Speaking in an interview Friday, Hara said while there is a lot at play in terms of the conditions of roads in Malawi, most contractors cut corners, which compromise the quality of work on the projects.
“The conventional roads are supposed to be 20-year designs so a good road with proper maintenance is supposed to last 20 years before it develops potholes and the like. A good example is the M1 road between Kasungu and Mzuzu. That road was constructed 20 years ago and it has withstood the test of time. The only difference is that it has not been maintained and the edges are eaten up. The point I want to make is that a road is supposed to have that type of design.

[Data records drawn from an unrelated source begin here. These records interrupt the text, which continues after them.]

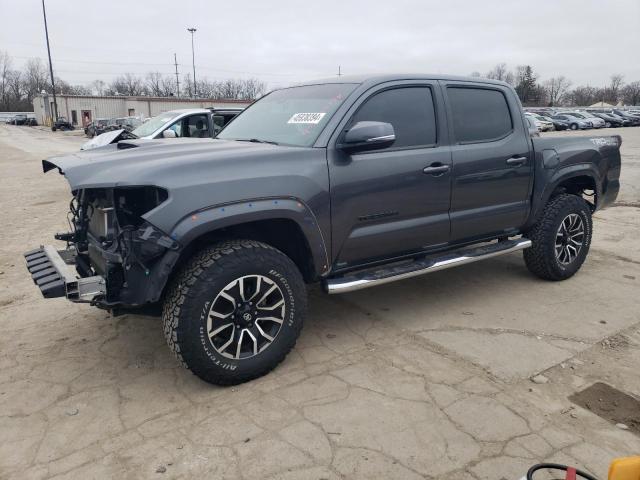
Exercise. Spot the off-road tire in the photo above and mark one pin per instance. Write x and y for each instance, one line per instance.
(186, 309)
(541, 258)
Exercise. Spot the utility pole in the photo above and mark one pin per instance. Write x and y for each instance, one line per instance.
(175, 61)
(193, 60)
(53, 83)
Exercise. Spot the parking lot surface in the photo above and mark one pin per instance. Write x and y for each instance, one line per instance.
(462, 374)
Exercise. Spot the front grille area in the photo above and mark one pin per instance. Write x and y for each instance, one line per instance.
(101, 222)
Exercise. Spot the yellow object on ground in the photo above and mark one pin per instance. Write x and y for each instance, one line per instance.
(625, 469)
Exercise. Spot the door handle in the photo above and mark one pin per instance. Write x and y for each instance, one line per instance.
(516, 161)
(436, 169)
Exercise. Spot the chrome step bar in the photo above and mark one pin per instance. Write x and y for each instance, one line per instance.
(373, 277)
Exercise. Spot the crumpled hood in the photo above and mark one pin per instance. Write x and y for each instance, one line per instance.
(161, 162)
(105, 139)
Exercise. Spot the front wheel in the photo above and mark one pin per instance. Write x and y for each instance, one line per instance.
(560, 238)
(235, 311)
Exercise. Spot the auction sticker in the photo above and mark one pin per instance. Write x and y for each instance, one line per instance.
(312, 118)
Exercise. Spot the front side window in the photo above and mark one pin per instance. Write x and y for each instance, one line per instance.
(479, 114)
(292, 116)
(197, 126)
(153, 124)
(409, 110)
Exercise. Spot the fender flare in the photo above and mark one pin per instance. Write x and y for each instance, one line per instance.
(559, 176)
(224, 215)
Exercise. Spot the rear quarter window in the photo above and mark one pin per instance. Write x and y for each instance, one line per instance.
(479, 114)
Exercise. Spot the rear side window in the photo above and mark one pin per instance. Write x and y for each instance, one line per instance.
(479, 114)
(409, 109)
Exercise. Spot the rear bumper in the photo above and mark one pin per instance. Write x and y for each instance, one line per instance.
(55, 278)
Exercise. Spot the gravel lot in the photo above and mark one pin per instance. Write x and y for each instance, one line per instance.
(426, 378)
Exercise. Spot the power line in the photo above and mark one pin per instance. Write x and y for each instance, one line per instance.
(240, 72)
(175, 59)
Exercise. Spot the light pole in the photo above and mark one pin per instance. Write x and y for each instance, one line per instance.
(193, 60)
(53, 84)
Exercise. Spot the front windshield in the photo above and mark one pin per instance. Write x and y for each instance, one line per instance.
(151, 125)
(292, 116)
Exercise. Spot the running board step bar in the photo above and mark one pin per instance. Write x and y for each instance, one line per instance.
(382, 275)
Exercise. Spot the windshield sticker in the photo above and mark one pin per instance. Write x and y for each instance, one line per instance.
(312, 118)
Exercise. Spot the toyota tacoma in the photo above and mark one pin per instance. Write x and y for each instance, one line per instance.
(350, 182)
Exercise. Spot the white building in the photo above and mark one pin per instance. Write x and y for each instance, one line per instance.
(82, 109)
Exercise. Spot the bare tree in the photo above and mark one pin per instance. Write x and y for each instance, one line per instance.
(188, 85)
(253, 88)
(36, 78)
(98, 86)
(557, 89)
(127, 84)
(5, 69)
(631, 93)
(584, 96)
(615, 86)
(499, 72)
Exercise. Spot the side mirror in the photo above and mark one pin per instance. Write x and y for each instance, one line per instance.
(364, 136)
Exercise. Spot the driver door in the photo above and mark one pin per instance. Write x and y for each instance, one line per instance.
(393, 201)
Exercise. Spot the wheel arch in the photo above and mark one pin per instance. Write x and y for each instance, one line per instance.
(286, 224)
(573, 180)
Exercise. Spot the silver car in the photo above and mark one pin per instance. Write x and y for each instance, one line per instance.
(193, 122)
(595, 121)
(575, 123)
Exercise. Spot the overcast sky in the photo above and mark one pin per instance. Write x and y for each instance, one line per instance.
(285, 41)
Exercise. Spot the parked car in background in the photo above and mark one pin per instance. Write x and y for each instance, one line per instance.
(19, 119)
(609, 120)
(532, 126)
(633, 120)
(557, 124)
(191, 123)
(544, 125)
(595, 121)
(575, 123)
(96, 127)
(128, 123)
(222, 116)
(61, 124)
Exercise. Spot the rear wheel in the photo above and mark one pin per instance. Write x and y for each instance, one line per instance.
(560, 239)
(235, 311)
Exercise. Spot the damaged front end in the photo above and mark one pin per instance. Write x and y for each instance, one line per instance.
(114, 257)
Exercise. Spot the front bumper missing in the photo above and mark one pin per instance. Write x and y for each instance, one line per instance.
(55, 278)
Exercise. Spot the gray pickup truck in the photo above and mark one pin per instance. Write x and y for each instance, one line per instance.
(351, 182)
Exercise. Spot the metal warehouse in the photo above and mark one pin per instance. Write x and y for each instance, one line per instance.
(82, 109)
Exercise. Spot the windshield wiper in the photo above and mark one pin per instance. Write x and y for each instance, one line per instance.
(256, 140)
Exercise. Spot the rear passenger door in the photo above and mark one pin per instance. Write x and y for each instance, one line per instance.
(384, 202)
(492, 162)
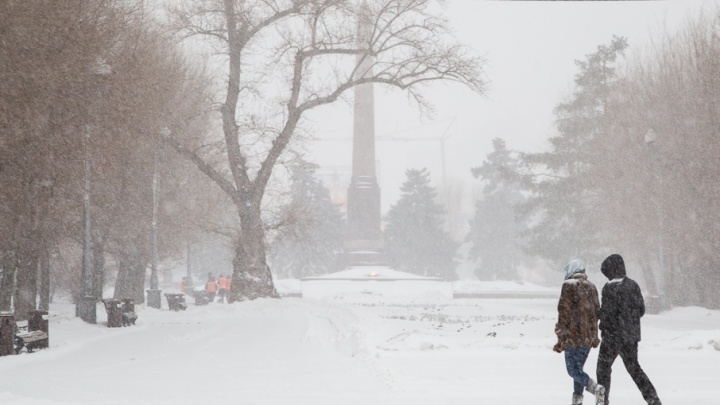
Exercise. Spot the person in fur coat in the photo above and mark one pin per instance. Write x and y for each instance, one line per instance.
(577, 326)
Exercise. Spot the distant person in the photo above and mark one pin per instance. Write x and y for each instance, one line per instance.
(183, 285)
(224, 287)
(620, 313)
(577, 327)
(211, 288)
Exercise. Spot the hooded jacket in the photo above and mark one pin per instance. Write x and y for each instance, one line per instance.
(577, 324)
(622, 303)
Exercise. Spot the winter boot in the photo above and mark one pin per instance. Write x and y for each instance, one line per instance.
(591, 387)
(599, 395)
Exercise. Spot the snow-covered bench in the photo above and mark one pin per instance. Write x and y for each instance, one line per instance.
(30, 340)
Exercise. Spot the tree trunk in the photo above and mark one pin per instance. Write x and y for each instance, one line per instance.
(649, 276)
(98, 267)
(7, 284)
(26, 286)
(44, 279)
(130, 282)
(251, 274)
(123, 276)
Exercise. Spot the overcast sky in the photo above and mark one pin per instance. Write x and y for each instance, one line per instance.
(530, 48)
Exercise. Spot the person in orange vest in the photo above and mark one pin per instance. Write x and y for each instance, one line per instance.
(211, 288)
(224, 287)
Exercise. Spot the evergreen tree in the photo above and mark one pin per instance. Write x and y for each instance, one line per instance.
(311, 239)
(566, 206)
(414, 239)
(494, 231)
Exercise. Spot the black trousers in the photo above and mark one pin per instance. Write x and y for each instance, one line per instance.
(609, 350)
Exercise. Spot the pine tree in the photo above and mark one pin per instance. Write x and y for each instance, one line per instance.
(414, 239)
(311, 240)
(566, 204)
(495, 231)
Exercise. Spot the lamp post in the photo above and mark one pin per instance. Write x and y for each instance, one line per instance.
(153, 294)
(651, 142)
(85, 307)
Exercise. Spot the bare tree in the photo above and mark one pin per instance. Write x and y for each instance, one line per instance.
(311, 51)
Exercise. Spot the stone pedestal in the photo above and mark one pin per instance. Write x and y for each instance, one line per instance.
(85, 309)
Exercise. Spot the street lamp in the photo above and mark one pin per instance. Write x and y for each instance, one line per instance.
(153, 294)
(85, 307)
(651, 142)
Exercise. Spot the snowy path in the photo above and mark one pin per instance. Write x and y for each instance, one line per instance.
(295, 351)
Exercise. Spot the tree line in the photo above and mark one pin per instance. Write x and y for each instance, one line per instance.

“However, there are two things that happen; sometimes it is the designers themselves that cut corners. They do not do some tests and sometimes they use experience which probably does not match the conditions of the road.
“Sometimes, it is probably the contractor that cut corners because of corruption and that compromises on the work of the road. In the end we have a road that is not strong enough so that is what usually happens. It is usually corruption; that is why our roads are not in good shape. Of course, sometimes it is the natural occurrences,” he said.
One of the trending pictures in the past few weeks has been that of damage on the M1 Road at Kammwamba in Neno which led to a truck being stuck.
In an interview with Malawi News on Thursday, Group Village Somisomi of Traditional Authority Symon said during this rainy season alone, the road has been extensively damaged for not less than four times.
“This is a crucial road. It connects people between Lilongwe and Blantyre and several other places along the way. Such damages are death traps to people. We know that poor roads usually lead to accidents. And we have witnessed so many accidents along this road.
“You would almost think that the government pays a blind eye because these roads leave a lot to be desired. A lot of them are death traps,” he said.
However, Hara said currently the government is working with the World Bank to develop a system so that the infrastructure built in the country is resilient.
“What happens is that we have regional teams at Roads Authority who drive around for road inspections. That is how we identify problems. But that is not the right way of doing it because they are supposed to have machines to detect the problems.
“However, we are working on a plan with the World Bank. We want to develop some kind of design so that we have resilience in our infrastructure so that we know that once we do a bridge, we have done it once and for all,” he said.
In the wake of damage to roads and other infrastructure in some parts of the country, it has emerged that Malawi does not have its own sets of National Building Code and National Construction Code.